Ömer ararken kabine değiştirmek

Kabine değişikliği konuşuluyor. İşe yarar mı?

Partili Cumhurbaşkanlığı, Kılıçdaroğlu'nun itiraz ettiği gibi "partili" olarak kaldığı sürece, büyük bir

zihniyet devrimi yaşanmadıktan sonra, yeni kabine dökülen kabı doldurabilir mi? Başka bir ifade ile

AKP'yi çekip çıkaracak bir sinerji yaratabilir mi?Çok daha başka bir söylemle iktidarın bozduğu

işleri düzeltip yerli yerine oturtabilir mi?

Hayır!

Neden yapamaz?

Çünkü iktidar sahipleri, ülkenin bütün devlet çarkını öylesine tahrip ettiler ki, devrilen kabı yeniden doldurmak kolay olmaz.

Tarımdan, adalete, devlet bürokrasisinden eğitime oradan sağlığa, devlet aygıtında her alanda derin bir tahribat var.

Öncelikle bürokrasi partileştirildi.

Sırf bunu düzetmek radikal bir zihniyet değişimini gerektirir.

Dışişleri bürokrasisiyle güya "monşerlerden" temizlenerek AKP'lileştirildi.
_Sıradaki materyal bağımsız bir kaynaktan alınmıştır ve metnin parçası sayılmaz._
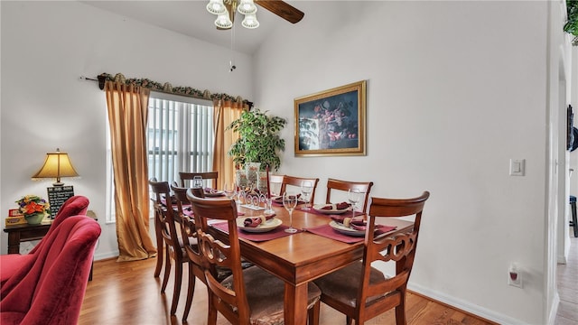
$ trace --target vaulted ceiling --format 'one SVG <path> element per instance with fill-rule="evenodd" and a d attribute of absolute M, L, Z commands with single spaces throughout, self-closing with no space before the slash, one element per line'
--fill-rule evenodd
<path fill-rule="evenodd" d="M 258 28 L 249 30 L 242 27 L 243 16 L 237 14 L 231 30 L 219 31 L 214 24 L 215 15 L 205 9 L 208 1 L 204 0 L 80 2 L 247 54 L 254 53 L 270 32 L 278 25 L 291 24 L 269 11 L 257 7 L 256 16 L 260 23 Z M 299 9 L 303 5 L 303 2 L 299 1 L 285 2 Z M 306 12 L 303 19 L 307 19 Z"/>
Geleneksel devlet bürokrasisi adım adım tasfiye edildi.

Türkiye'yi düzeltmek isteyecek bir iktidar, henüz şaibelerden aklanmamış Egemen Bağış'ı büyükelçi olarak atar mı?

Merve Kavakçı'yı Türkiye temsilcisi olarak gönderir mi? Her şeyden önce bu hanım yeterince diplomasi eğitimi almış değil. Dolayısı ile bakanlar kurulunu değiştirmek siyasal ortama psikolojik bir katkı sağlar, belki bakanların performansına göre kısmi başarı sağlayabilir ama özü kesinlikle değiştiremez. Öz, büyük bir zihniyet değişimi olmadan değişmez/düzelmez.

Öz değişmeyeceği için de AKP kesinlikle eski günlerine dönemez. AKP'nin kendine gelmesi için muhalefet sürecini yaşaması gerekir. Bu Türk siyasal hayatının düzene girmesi için de zorunlu bir durumdur.

***

ÖMER ÇELİŞKİSİ

Huyundan mıdır, suyundan mıdır nedir ülkede rahat ve huzur yok. En başta iktidar sahipleri, muhaliflerini "olmasalardı daha iyi olur" mantığı ile düşman görüyor.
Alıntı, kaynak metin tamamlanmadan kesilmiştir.